Set in Thailand, Only God Forgives reteams Refn with Ryan Gosling as the drug-slanging Julian. While little is explicitly revealed, we get the sense that Julian has more ambition for getting freaky with his favorite prostitute Mai (Yayaying Vithaya Pansringarm) than climbing the corporate crime ladder. Those tasks are better left to his older brother Billy (Tom Burke). But things turn pear-shaped for Julian when a night of debauchery leaves Billy's brains on the wrong side of his skull. Enter the devil herself, as Julian and Billy's mother Crystal turns up in Bangkok to see to it that Julian enacts adequate revenge for the crime done to their family.
It's an understatement to say the story takes a backseat to the music and visuals, but it's far from fair to say there is no story at all. The revenge tale is supplemented with some suggestions about Julian and his mother's relationship via some clever oedipal editing.

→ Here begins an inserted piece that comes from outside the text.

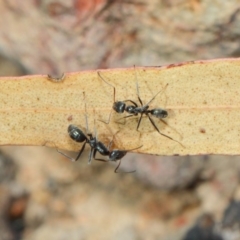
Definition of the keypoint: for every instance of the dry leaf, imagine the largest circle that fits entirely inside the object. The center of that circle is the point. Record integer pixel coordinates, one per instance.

But anyone expecting a complex crime plot is sure to be disappointed. This is all about the spectacle.
It would be fair to call Only God Forgives Refn's neck-breaking nod to Asian cinema. The man has surely been watching his Suzuki Seijun and the film is loaded with samurai references throughout. There is also a fair amount of David Lynch, Gaspar Noe, and Alejandro Jodorowsky, all of whom are mentioned in the credits (the latter even receiving the film's dedication). But Refn is able to synthesize all these references, and together with his collaborators, develop a style that is consistently his own.

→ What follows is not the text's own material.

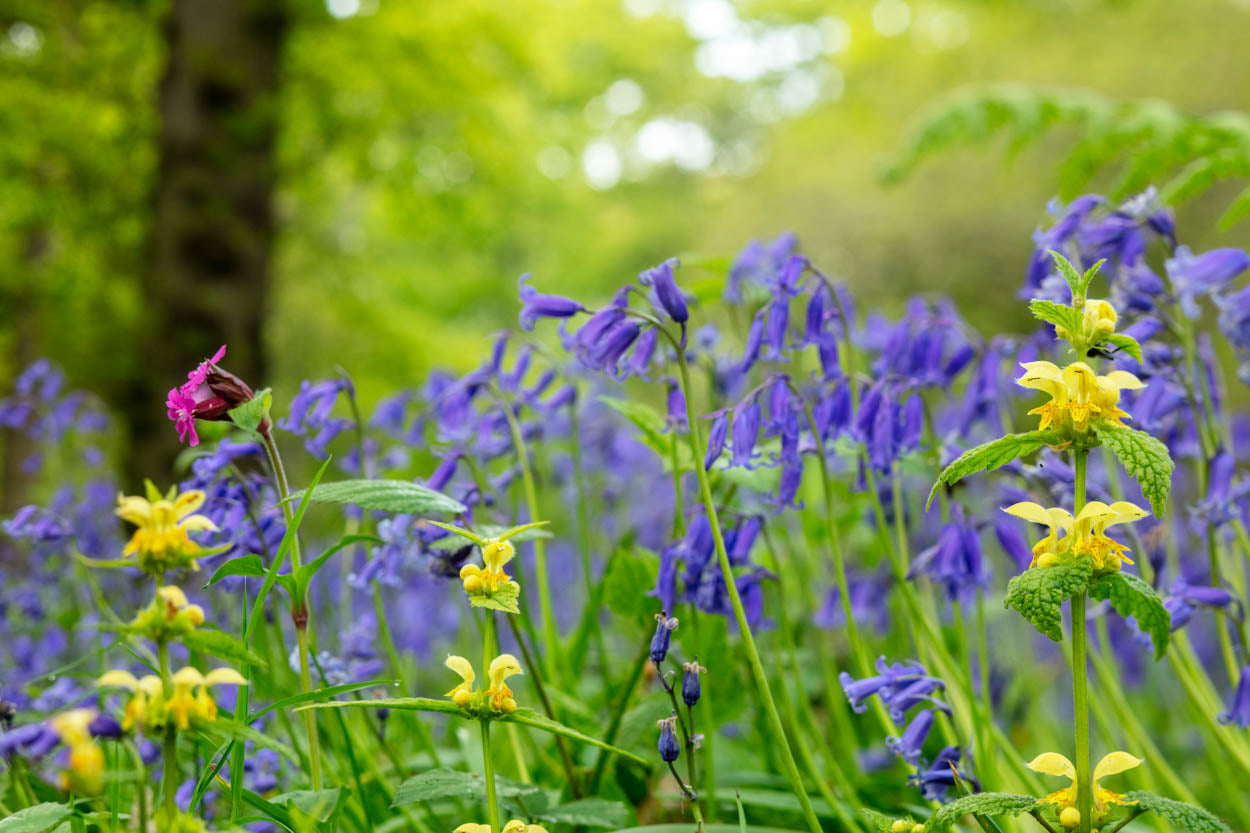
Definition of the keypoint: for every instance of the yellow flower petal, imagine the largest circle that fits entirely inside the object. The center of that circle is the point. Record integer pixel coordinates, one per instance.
(1053, 763)
(1114, 763)
(224, 677)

Those collaborators surely deserve much of the credit, as well. Larry Smith's cinematography and Beth Mickle's production design make every scene a work of art (the use of light is something to behold). Cliff Martinez's score calls on a full orchestra at times and a single electronic piano at others, with the juxtaposition used to great effect. The special effects makeup is also incredible, providing some of the most realistic sword slashes ever on film (and plenty of blood).
Much fuss is likely to be made about Gosling's nearly silent performance. He is even more stoic than his turn as Driver -- but at least this time Refn gave him a name. Dialog is sparse throughout but the best lines are surely delivered by Scott Thomas, who asks Mai "how many dicks she can fit in that cum dumpster of hers" upon their introduction. If anyone else deserves a nod, it's Vithaya Pansringarm as the sword-carrying police investigator; quite possibly one of the most badass villains in recent memory.
Critics are bound to balk anytime a filmmaker chooses style over substance. But when a director is able to execute this kind of style to such perfection, it can only be considered a home run. It may be far less accessible than Drive, but Refn and his team have done something truly special in the artistry of Only God Forgives. Sometimes it is worthwhile to just sit back and marvel.